2026-04-12

Running/Walking Up/Down Hills Into/Out of Valleys: exploring curves with Gradient Descent

As we learned in DAT 300, Gradient Descent (GD) and ascent algorithms allow us to find local extrema of functions.

They work by following the directional gradient vector at a particular point on the graph of a function, in discrete steps of size alpha (also known as the learning rate), until they reach a user-defined threshold gradient range centered around zero. In predictive models, cost functions calculate error, and finding their local minima and maxima allows us to optimize our models.

GD is of particular import to machine learning, as it is used to optimize a function “to minimize the sum of squares of the errors” (Cormen 1035). In other words, it aids in linear regression.

Unconstrained Gradient Descent

GD <- function(f, x_0, gamma, T) {
# Where f is the cost function, x_0 is the starting point, 
# gamma is the learning rate, and T is the number of steps.
  sum = 0
  for(t in 0:(T-1)) {
    sum += x_t # x_t = the value of x at index t
     # grad return the gradient of f at x_t
    x_t_plus_1 = x_t - gamma * grad(f, x_t) 
  return(sum / T)
}

Source: Cormen, Thomas H., et al. Introduction to Algorithms. 4th ed., MIT Press, 2022, p. 1025. Converted from pseudocode to R code by me.

Literal Pitfalls (Graphically Speaking)

GD works best with smooth and fully-continuous functions, at least along the path the algorithm is hopping.

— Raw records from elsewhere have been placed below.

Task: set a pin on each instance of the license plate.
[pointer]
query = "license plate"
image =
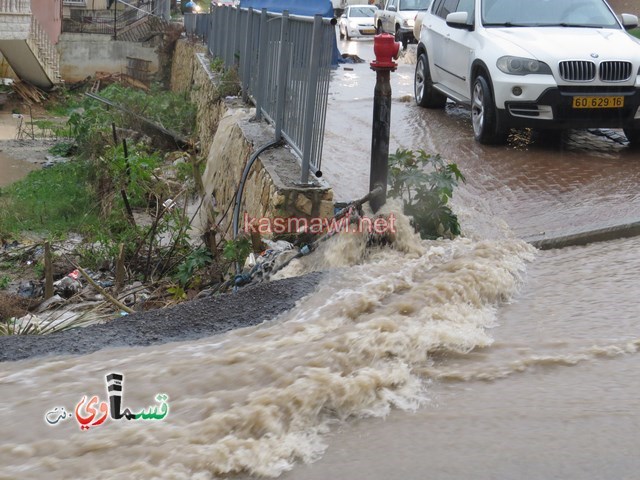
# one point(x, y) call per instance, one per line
point(598, 102)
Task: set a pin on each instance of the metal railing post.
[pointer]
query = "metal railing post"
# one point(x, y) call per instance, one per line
point(263, 50)
point(310, 101)
point(246, 64)
point(235, 45)
point(283, 69)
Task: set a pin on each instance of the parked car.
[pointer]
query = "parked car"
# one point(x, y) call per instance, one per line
point(357, 21)
point(398, 17)
point(545, 64)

Lack of continuity of a function at a point means it is not differentiable at that point, and therefore cannot be navigated using a gradient-based descent.

If the purpose of the algorithm is to find the global minimum of a function, the function must be convex (a necessary condition of a non-negative second derivative) where there is only a single minima (unless we employ stochastic gradient descent (SGD), which is discussed later in this presentation.)

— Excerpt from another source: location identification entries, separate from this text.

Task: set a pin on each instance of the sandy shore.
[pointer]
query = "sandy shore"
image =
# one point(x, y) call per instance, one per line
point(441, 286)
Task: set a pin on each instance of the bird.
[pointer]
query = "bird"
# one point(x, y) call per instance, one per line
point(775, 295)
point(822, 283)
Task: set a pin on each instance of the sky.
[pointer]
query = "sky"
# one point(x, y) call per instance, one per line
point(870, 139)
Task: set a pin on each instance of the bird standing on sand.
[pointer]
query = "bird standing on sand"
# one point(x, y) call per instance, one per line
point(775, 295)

Fully-Continuous but Not Convex


The graph of \(f(x) = x^3 - 5\) is fully-continuous (i.e., its left and right limits exist and agree at all points). \(\textbf{However it is not fully-convex}\) over its entire domain.

A Not-So-Fully-Coninuous Function


The graph of \(f(x) = \frac{1}{x}\) is clearly neither fully continuous nor convex. Imagine what would happen as a GD algorithm approaches zero from either side.

Your hops may be too big!

Above: the graph of the function \(f(x) = x^2\). The red line segments represent the path of the gradient descent from point (3,9), directed by the gradient value at x. Observe how the red line “jumps over” and completely misses the minimum on the first step, while there is a lot more of the graph detail captured by the green line. The learning rate of the green line is 33% that of the red line.

Batch Gradient Descent

Batch GD is a favored approach, as it computes the gradient using the entire data set after every step, and results in accurate estimates and works well for smooth surfaces; however, because it updates the entire data set every iteration, large data sets are not conducive to efficient convergence over a local minima, requiring more memory than other methods.

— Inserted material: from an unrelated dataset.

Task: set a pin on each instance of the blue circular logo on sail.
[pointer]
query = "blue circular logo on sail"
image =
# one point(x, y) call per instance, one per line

(Source: GeeksforGeeks. “Difference between Batch Gradient Descent and Stochastic Gradient Descent.” GeeksforGeeks, 30 Sep. 2025, www.geeksforgeeks.org/machine-learning/difference-between-batch-gradient-descent-and-stochastic-gradient-descent/. Accessed 12 Apr. 2026.)

 

Use Case: For smaller data sets it is ideal, as it leads to accurate results.

Stochastic Gradient Descent (SGD)

SGD processes a only subset of the data set on every iteration, usually comprising of a lone training example. For this reason it is much less computationally expensive than the batch method. It can also escape local minima in order to discover a global mimimum, though it can lead to noisy estimates. It can also be slow to converge.

(Source: GeeksforGeeks. “Difference between Batch Gradient Descent and Stochastic Gradient Descent.” GeeksforGeeks, 30 Sep. 2025, www.geeksforgeeks.org/machine-learning/difference-between-batch-gradient-descent-and-stochastic-gradient-descent/. Accessed 12 Apr. 2026.)

 

Use Case: For large data sets, this can work a lot faster, though result in less accurate estimates.